Commissioner Spitzer's statement on Standards of Conduct for Transmission Providers

"For years, the Commission has been grappling with the Standards of Conduct that were adopted in Order No. 2004. The Commission has held numerous outreach meetings and conferences across the country on these Standards. Our staff has spent thousands of hours answering compliance questions and there seems to be no end in sight as to the questions put to our staff on these issues. In sum, significant resources have been expended by the Commission, as well as the industry, in an attempt to facilitate compliance with Order No. 2004. Despite these efforts, however, the confusion and questions regarding the Standards of Conduct are as prevalent today as they were when Order No. 2004 was first issued.

Moreover, as we heard at our recent enforcement conference, the industry wants to comply with the rules but needed the Commission to clarify the rules. Today the Commission does so.

I commend the Chairman for his leadership on this effort. Instead of simply applying a band-aid to an existing but broken program he ultimately determined, and I agree, that the Standards themselves were the problem. Marginal changes or simple edits cannot fix the problem with the existing Standards. Under the Chairman's leadership, we undertook a comprehensive review of the policies underlying the Standards of Conduct. Thus, today we are issuing a NOPR proposing meaningful changes to the Standards adopted in Order No. 2004. I also must commend Cyndy Marlette and Susan Court for their leadership and I thank their staffs for acknowledging the problems inherent in Order No. 2004 and for drafting a coherent NOPR that, in the end, will benefit consumers by facilitating compliance with, and enforcement of, meaningful rules.
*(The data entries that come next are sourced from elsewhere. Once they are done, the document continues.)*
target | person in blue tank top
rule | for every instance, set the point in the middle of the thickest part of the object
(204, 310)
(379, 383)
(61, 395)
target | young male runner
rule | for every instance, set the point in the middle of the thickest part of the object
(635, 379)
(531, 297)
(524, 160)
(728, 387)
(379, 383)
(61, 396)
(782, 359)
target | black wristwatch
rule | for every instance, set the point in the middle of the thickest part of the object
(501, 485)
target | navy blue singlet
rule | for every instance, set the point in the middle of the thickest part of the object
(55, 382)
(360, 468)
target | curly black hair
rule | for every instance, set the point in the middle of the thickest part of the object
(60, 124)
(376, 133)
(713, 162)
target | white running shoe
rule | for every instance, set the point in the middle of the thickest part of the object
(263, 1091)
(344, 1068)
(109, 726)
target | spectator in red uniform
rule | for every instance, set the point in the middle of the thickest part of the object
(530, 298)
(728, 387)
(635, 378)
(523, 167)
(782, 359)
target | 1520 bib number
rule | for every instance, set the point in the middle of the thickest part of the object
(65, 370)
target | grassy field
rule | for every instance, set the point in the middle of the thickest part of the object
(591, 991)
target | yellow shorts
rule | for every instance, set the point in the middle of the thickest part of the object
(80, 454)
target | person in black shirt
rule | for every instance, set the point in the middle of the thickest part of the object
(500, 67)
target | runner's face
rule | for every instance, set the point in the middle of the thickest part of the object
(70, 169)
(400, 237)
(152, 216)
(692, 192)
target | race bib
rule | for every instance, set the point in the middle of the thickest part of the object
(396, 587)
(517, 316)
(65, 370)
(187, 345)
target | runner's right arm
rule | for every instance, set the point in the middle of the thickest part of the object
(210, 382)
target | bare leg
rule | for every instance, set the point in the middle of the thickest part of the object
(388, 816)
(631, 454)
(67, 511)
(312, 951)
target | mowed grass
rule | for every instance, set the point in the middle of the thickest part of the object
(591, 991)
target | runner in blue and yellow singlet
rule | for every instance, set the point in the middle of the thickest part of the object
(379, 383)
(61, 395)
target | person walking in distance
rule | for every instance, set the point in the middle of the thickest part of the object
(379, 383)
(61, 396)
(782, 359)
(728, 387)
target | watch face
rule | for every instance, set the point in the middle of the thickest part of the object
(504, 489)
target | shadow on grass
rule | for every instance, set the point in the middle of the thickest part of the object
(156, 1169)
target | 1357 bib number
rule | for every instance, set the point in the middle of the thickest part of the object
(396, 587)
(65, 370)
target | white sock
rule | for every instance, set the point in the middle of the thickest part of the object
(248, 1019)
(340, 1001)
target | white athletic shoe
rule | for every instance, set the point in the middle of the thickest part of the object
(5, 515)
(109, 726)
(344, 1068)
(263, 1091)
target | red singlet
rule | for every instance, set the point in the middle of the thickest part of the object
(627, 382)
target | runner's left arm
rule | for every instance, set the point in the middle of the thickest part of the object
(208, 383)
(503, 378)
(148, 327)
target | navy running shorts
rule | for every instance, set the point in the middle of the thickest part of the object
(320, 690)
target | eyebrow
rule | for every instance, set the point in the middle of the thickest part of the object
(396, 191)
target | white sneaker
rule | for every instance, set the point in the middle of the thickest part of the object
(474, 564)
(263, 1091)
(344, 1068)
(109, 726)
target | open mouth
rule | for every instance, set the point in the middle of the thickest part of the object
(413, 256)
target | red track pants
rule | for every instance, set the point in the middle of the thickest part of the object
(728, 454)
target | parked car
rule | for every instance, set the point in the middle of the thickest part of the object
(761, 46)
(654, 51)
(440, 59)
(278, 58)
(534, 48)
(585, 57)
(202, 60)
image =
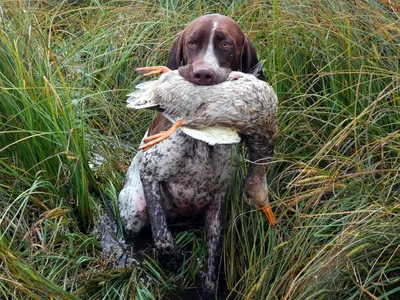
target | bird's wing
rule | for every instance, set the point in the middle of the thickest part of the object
(143, 96)
(213, 135)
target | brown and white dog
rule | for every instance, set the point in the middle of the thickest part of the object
(182, 176)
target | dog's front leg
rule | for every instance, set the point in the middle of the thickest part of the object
(162, 237)
(214, 227)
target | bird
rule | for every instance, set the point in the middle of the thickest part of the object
(240, 108)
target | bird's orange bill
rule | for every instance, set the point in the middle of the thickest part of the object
(146, 71)
(269, 213)
(152, 140)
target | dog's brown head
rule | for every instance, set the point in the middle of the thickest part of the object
(210, 48)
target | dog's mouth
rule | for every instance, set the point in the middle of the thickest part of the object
(203, 75)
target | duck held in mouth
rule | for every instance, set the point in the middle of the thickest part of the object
(241, 107)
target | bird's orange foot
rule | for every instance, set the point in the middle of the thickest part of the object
(152, 140)
(269, 213)
(146, 71)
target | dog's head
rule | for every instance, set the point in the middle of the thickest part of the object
(210, 48)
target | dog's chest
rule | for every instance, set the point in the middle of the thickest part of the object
(192, 174)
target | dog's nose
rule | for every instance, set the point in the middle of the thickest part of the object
(204, 76)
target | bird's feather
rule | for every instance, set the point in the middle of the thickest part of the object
(213, 135)
(143, 96)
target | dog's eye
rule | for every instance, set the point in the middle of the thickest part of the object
(225, 45)
(192, 45)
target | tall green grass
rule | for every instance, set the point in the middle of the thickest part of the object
(65, 68)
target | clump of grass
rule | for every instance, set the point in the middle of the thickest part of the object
(334, 181)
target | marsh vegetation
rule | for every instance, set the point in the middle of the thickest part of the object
(66, 140)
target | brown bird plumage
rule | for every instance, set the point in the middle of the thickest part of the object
(216, 114)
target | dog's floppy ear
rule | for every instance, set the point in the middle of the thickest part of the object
(249, 59)
(175, 57)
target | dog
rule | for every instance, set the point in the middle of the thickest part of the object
(182, 176)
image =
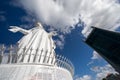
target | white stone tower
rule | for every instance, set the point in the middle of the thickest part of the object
(35, 58)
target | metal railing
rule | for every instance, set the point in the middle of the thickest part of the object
(9, 56)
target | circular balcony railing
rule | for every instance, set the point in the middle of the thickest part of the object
(9, 56)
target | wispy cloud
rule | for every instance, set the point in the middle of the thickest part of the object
(84, 77)
(95, 56)
(2, 18)
(63, 14)
(103, 71)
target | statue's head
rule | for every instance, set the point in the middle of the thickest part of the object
(53, 33)
(38, 24)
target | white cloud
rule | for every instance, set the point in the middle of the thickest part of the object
(95, 56)
(62, 14)
(2, 18)
(60, 42)
(85, 77)
(102, 72)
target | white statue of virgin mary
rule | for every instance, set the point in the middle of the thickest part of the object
(36, 45)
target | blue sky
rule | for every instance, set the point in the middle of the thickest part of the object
(73, 46)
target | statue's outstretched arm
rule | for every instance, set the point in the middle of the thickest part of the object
(16, 29)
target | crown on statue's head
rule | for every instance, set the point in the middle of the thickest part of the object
(38, 24)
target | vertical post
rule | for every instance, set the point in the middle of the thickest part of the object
(30, 55)
(10, 56)
(23, 55)
(2, 53)
(45, 56)
(36, 55)
(40, 55)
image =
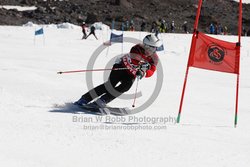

I support the NOPR's proposals to: (1) return to an employee functional approach instead of a corporate functional approach; (2) strengthen the no conduit rule by prohibiting both passing and receipt of transmission function information; and (3) increase transparency so undue discrimination may be detected, corrected, and sanctioned. Specifically, I believe that the proposal to require transmission function employees to function independently of marketing function employees will facilitate compliance because the relevant terms are defined and this restriction is appropriately tailored to those employees who actually engage in marketing functions, rather than all employees of a marketing affiliate. I also support the no conduit rule, which proposes to prohibit all employees from passing restricted information to marketing function employees. Last, we propose to continue to ensure transparency by maintaining posting and recordkeeping requirements.

I look forward to reading the comments on the NOPR."